THE PRISONER OF MAFIA
Extra Part 4



Carlos dan keluarga kecilnya sudah sampai di halaman rumah rumah mewah milik keluarga istrinya.


"Ini adalah rumahku." Arra berkata dengan penuh riang kepada suaminya.


Carlos menganggukkan kepalanya beberapa kali seraya merangkul bahu istrinya dengan mesra. Kedua anaknya sudah berlari ke dalam rumah mewah tersebut diikuti oleh Aslan dan Ardan.


"Ayo masuk!" ajak Allegra pada Carlos dan putrinya.


"Iya, Ma," jawab Arra sambil menarik tangan suaminya memasuki rumah mewah yang sudah sangat ia rindukan itu.


*


*


"Dad, look at this!" seru Alessia dan Achelio yang saat ini berada di ruang tengah, di sana ada keranjang besar mandi bola dan berbagai mainan lainnya. Kedua anak kembar itu terlihat sangat senang dan bahagia dengan mainan baru mereka.


"Terima kasih karena Papa dan Mama sudah menyiapkan semua ini untuk twins," ucap Arra kepada kedua orang tuanya.


"Tidak perlu mengucapkan terima kasih. Kami memang sengaja menyiapkan semua mainan itu agar mereka berdua betah berada di sini," jawab Gery pada putrinya.


"You guys are the best!" sahut Carlos sambil ternyum tipis memandang kedua mertuanya.


"Jangan memuji kami. Karena kami akan melakukan yang terbaik untuk twins," jawab Gery pada Carlos.


Arra tersenyum senang karena ayah dan suaminya itu kini sudah akur. Sungguh indah memandangnya.


"Ma, aku lapar. Apakah ada makanan?" tanya Arra sembari mengelus perutnya yang terasa keroncongan.


"Ya ampun, kami sampai lupa kalau pelayan sudah menyiapkan makan malam spesial untuk kalian," ucap Allegra lalu mengarahkan anak dan menantunya itu ke ruang makan. Sedangkan twins masih asyik bermain dan di jaga oleh kedua paman mereka.

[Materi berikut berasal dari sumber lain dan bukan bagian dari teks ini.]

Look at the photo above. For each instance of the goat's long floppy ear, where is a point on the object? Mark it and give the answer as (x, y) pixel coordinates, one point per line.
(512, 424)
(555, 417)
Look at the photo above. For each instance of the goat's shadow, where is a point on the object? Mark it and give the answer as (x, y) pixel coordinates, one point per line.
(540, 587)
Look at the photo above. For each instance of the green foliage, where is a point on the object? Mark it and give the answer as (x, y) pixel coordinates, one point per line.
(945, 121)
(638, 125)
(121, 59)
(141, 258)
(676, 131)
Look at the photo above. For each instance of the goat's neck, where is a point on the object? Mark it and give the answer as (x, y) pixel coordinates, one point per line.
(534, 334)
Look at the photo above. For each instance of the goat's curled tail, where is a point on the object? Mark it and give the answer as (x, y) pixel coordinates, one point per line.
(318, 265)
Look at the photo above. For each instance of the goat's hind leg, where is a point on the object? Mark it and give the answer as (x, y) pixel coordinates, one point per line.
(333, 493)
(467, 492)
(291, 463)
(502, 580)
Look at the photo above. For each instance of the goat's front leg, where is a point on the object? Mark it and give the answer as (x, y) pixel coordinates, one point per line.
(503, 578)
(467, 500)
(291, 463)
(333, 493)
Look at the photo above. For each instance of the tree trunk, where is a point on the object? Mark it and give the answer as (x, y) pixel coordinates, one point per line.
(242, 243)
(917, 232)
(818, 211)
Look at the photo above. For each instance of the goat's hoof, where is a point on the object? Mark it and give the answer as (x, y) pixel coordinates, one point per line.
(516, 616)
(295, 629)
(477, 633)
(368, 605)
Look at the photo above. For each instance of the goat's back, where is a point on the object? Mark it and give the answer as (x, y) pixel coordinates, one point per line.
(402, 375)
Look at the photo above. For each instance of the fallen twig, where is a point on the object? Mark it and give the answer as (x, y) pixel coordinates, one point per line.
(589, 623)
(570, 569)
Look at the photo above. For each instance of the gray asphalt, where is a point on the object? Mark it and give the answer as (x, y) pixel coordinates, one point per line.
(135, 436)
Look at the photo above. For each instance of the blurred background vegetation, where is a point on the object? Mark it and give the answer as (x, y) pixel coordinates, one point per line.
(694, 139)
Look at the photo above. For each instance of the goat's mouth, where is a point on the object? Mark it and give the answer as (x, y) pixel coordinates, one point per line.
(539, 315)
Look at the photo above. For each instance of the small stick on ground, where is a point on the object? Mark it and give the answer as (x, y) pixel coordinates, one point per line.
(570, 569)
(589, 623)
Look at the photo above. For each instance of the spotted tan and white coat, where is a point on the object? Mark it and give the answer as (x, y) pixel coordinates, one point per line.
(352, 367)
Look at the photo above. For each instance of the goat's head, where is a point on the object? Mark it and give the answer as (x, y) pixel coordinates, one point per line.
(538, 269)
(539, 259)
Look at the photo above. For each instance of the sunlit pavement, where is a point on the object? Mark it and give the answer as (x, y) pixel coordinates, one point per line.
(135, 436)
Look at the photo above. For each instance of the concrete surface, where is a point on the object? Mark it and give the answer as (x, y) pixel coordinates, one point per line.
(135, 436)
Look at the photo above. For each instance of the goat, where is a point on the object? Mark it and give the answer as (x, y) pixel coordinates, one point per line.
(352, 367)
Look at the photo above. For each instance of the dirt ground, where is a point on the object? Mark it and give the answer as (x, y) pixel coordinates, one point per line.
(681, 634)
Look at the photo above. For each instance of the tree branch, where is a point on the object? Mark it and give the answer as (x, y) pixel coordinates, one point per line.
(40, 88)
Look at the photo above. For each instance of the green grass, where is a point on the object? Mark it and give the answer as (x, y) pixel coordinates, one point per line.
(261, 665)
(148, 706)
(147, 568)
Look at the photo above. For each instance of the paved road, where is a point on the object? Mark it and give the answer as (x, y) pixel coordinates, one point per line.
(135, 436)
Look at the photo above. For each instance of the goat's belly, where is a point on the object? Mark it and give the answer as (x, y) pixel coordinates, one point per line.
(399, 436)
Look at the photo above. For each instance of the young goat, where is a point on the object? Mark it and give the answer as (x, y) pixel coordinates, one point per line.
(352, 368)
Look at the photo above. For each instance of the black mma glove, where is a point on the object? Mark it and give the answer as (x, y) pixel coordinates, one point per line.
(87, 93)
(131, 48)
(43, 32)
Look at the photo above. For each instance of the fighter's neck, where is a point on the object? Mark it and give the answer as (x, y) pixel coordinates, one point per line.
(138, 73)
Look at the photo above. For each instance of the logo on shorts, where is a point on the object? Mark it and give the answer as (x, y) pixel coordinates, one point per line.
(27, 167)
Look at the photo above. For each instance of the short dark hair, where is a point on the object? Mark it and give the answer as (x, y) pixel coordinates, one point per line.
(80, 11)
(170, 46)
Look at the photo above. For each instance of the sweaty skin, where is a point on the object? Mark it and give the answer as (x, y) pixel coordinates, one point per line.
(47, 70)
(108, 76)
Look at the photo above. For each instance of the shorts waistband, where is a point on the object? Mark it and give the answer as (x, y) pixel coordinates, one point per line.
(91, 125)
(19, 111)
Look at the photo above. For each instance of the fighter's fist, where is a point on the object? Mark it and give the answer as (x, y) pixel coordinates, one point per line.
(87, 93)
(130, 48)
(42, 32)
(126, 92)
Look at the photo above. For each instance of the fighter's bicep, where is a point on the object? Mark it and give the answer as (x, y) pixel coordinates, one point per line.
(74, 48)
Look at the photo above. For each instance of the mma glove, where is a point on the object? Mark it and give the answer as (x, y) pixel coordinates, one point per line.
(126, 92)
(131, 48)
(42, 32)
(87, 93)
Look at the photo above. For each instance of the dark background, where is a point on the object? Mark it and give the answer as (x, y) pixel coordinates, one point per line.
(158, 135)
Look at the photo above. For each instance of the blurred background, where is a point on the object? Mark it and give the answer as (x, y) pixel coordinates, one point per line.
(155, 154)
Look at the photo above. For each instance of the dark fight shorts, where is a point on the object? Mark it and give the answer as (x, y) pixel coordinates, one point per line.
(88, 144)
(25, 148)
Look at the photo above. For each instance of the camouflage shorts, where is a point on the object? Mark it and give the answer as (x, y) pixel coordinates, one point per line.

Sampai di ruang makan. Carlos menatap menu makanan khas indonesia yang sudah tersaji di meja makan.


"Carlos kau ingin makan yang mana?" tanya Arra pada suaminya yang sedang memilih menu.


"What is that?" tanya Carlos sembari menujuk sate ayam dan sate kambing.


"Itu namanya sate ayam dan kambing," jawab Arra lalu mengambilkan satu tusuk sate ayam untuk Carlos.


Carloa menerima sate tersebut dan segera mencicipinya. "Ehm ... rasanya seperti ...ayam yang di siram dengan saos kacang." Carlos berkata menggunakan Bahasa Indonesia yang belepotan.


"Lebih baik kau berbicara dengan bahasa inggris saja. Kami tidak mengerti bahasa planetmu!" ucap Gery sambil geleng-geleng kepala.


"Hei! Itu namanya kau rasis! Jangan berkata seperti itu!" Allegra membela Carlos, karena dia dulu juga seperti itu saat pertama kali berada di Indonesia, tidak terlalu fasih berbicara menggunakan Bahasa Indonesia.


Carlos tersenyum licik pada ayah mertunya, dan berhasil membuat Gery berdecak sebal.


"Again, mommy." Carlos meminta sate lagi kepada istrinya.


"Kau menyukai sate ini?" tanya Arra dengan kedua mata yang berbinar terang.


"Suka, tapi aku lebih suka makan kamu," jawab Carlos tidak berfilter.


Arra tersenyum meringis menatap kedua orang tuanya, kemudian ia menutup wajahnya dengan piringnya yang masih kosong. Ia sangat malu sekali kepada kedua orang tuanya karena ucapan Carlos yang tidak berfilter.


Sedangkan Carlos terlihat masa bodo sambil menikmati sate ayamnya.